# Padded Word Indexes For Embeddings With Theano

We already wrote a post about how to speed-up embeddings with Theano, but in the post, we used a batch size of one. If you have to use mini-batches, things get a little more complicated. For instance, let’s assume that you have a network that takes the average of per-sample tags, encoded as one-hot vectors, in combination with other features.

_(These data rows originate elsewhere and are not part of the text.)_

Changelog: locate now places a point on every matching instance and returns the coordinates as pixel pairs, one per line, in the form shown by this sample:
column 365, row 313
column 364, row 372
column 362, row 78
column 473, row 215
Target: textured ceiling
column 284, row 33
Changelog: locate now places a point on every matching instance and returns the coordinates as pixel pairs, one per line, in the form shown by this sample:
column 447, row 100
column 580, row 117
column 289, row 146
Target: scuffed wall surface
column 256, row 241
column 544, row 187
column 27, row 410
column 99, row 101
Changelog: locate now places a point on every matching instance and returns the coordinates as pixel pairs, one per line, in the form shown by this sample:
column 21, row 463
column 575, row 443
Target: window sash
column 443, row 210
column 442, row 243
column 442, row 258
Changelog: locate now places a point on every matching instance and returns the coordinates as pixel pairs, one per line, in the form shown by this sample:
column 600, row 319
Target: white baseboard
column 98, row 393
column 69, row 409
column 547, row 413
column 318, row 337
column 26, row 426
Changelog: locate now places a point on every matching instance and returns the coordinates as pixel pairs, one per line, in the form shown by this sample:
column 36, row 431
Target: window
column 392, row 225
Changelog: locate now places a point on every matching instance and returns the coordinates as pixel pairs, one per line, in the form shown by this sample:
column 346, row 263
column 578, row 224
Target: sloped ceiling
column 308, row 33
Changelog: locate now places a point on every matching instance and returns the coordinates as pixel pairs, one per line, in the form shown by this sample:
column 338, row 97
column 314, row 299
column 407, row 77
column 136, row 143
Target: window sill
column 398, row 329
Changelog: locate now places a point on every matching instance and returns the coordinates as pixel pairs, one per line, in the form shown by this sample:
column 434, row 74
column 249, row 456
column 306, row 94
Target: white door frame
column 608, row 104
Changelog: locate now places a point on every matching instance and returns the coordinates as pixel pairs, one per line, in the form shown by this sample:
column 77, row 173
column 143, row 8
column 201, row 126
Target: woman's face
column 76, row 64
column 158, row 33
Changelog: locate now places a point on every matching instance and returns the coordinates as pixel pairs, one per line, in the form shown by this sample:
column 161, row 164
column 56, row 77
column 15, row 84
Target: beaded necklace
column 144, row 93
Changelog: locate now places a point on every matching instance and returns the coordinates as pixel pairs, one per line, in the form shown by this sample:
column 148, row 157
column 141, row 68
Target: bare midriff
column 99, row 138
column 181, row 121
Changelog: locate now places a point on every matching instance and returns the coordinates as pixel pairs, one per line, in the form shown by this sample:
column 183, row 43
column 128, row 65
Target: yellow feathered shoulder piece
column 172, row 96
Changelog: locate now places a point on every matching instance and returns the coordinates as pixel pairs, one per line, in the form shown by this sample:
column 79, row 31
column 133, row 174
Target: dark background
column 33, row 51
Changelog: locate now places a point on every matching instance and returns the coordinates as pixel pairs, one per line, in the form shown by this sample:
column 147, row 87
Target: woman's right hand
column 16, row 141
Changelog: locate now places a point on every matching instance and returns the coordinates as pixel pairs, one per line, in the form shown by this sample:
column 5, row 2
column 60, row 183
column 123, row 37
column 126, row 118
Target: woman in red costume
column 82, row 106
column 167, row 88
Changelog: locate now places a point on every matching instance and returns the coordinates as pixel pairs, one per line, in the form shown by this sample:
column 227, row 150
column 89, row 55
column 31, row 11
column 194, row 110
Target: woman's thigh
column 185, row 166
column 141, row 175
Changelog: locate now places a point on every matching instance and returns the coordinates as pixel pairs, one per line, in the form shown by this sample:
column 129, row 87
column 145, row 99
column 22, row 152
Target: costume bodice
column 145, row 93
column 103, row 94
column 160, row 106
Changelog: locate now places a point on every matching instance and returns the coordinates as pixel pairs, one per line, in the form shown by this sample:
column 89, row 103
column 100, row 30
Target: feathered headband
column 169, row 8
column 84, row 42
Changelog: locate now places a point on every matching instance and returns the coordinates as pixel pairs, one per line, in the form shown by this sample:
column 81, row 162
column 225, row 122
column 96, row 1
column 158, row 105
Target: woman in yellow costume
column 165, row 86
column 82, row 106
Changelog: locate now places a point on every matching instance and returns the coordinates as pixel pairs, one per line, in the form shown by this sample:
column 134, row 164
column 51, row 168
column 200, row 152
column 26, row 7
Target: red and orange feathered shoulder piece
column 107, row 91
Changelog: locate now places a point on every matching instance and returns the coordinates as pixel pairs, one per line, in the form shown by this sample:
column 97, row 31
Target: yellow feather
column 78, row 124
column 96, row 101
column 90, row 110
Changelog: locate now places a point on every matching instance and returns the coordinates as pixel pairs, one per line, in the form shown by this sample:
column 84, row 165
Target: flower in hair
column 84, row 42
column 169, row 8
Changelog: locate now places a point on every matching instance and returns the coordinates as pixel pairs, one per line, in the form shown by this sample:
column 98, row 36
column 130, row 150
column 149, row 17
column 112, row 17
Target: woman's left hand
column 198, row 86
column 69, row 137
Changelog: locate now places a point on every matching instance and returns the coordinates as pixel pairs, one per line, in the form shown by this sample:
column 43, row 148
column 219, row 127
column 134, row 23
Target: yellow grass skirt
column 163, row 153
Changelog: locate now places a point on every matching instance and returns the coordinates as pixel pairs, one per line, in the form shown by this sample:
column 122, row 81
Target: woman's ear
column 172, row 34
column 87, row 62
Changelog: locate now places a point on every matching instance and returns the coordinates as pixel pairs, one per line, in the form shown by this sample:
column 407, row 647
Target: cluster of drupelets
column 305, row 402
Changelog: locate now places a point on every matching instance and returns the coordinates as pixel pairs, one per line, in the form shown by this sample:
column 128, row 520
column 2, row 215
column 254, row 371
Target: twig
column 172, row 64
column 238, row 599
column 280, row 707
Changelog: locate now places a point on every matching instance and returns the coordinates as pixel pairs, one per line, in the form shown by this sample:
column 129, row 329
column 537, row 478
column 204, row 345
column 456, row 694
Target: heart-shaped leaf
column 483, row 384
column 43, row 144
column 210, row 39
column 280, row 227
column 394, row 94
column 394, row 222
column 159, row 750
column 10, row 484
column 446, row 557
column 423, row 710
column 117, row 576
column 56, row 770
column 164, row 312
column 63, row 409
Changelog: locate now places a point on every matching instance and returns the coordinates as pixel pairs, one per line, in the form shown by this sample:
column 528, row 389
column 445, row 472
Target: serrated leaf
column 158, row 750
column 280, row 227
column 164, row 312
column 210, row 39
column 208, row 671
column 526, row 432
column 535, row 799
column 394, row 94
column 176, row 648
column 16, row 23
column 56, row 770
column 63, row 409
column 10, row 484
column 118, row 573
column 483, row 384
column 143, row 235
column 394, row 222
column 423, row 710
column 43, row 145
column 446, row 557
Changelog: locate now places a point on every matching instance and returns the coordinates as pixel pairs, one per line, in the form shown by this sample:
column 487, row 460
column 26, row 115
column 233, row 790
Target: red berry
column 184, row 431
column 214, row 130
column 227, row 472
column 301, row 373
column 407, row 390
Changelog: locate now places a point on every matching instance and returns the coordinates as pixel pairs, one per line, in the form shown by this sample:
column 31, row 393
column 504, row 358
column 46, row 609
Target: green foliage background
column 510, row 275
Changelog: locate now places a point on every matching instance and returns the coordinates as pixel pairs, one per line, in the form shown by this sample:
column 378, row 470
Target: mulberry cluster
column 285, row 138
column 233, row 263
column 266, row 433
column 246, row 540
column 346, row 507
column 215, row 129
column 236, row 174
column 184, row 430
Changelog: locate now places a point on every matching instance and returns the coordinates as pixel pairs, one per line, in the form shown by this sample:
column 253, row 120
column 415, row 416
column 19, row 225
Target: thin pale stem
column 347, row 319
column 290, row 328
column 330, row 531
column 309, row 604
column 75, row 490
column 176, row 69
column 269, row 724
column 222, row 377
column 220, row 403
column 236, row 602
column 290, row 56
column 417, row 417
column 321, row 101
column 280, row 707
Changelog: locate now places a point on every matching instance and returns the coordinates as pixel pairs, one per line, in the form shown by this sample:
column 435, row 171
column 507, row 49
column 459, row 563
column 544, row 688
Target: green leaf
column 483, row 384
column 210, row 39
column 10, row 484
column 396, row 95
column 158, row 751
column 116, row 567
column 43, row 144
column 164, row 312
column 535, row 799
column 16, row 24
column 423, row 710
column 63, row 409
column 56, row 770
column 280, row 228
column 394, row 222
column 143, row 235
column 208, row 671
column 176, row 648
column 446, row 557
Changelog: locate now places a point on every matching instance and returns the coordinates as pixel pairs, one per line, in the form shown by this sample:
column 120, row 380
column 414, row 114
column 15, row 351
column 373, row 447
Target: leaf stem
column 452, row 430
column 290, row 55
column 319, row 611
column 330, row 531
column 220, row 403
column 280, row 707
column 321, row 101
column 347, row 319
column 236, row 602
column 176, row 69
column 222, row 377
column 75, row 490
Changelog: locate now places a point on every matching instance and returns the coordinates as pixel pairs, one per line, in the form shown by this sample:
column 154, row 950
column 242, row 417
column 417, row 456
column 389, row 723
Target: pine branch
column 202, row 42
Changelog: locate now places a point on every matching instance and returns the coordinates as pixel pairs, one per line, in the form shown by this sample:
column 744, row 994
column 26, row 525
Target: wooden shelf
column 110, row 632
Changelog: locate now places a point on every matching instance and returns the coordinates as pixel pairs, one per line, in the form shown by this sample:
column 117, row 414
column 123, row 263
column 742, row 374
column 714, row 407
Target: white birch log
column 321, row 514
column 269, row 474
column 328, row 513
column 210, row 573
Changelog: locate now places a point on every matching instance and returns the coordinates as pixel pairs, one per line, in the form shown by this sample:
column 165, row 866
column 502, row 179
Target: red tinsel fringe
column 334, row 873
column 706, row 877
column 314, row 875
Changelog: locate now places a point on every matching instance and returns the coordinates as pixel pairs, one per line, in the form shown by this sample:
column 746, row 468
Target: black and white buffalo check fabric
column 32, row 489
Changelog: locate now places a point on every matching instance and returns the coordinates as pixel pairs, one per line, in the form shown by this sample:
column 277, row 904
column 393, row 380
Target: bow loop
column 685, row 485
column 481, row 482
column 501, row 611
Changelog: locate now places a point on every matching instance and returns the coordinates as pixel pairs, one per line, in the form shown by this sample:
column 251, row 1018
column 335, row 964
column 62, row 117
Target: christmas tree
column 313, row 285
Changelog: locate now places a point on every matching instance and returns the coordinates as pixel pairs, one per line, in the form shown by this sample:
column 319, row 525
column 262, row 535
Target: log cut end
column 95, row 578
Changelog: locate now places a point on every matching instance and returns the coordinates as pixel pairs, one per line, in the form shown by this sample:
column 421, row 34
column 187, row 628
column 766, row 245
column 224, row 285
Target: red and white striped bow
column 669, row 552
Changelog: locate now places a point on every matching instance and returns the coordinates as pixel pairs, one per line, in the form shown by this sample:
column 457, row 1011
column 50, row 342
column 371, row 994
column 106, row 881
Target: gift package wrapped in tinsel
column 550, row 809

With a batch size of one, things are easy:

W = "Embedding Matrix"

i = T.ivector()

avg = T.mean(W[i], axis=0)

But now, let’s assume that we have a mini-batch and the number of tags per sample varies.

The naive solution:

i = T.imatrix()

avg = T.mean(W[i], axis=0)

func = theano.function([i], avg)

won’t work with an input like “[[0], [1, 2], [1, 10, 11]]” because a matrix does only support rows with the same length.

Thus, we need to pad all rows with a “stop token” until they have the same length: “[[#, #, 0], [1, 2, #], [1, 10, 11]]”. The most straightforward solution is to use “0” as this token and increment all IDs by one. In other words, entry “0” of the embedding won’t get any updates. “[[0, 0, 1], [2, 3, 0], [2, 10, 11]]”.

So far for the theory, but how can we express this in Theano? Well, there are different ways and ours is very likely neither the smartest nor the fastest one, but it works! We split the calculation of the mean into the sum part and the dividing part.

Let’s assume that we have

pos_list = [[0, 0, 1], [2, 3, 0], [2, 10, 11]]

Then we need a binary mask to decide what are not padding tokens:

mask = (1. * (pos_list > 0))[:, :, None] #shape (n, x, 1)

Next, we “fetch” all indexed rows but we zero out the ones with padding tokens:

w = T.sum(mask * W[pos_list], axis=1) #shape W: (n, x, y), shape w: (n, y)

Finally, we determine the non-padded indexes per row:

div = T.sum(pos_list > 0, axis=1)[:, None] # shape(n, 1)

The rest is piece of cake:

avg_batch = w / T.maximum(1, div) #avoid div-by-zero

Frankly, there is no magic here and all we do is advanced indexing and reshaping. Again, we are pretty sure there are smarter ways to do this, but the performance is okay and the problem is solved, so why bother?

With this method it is now possible train a model with mini-batches that is using averages of embeddings as input.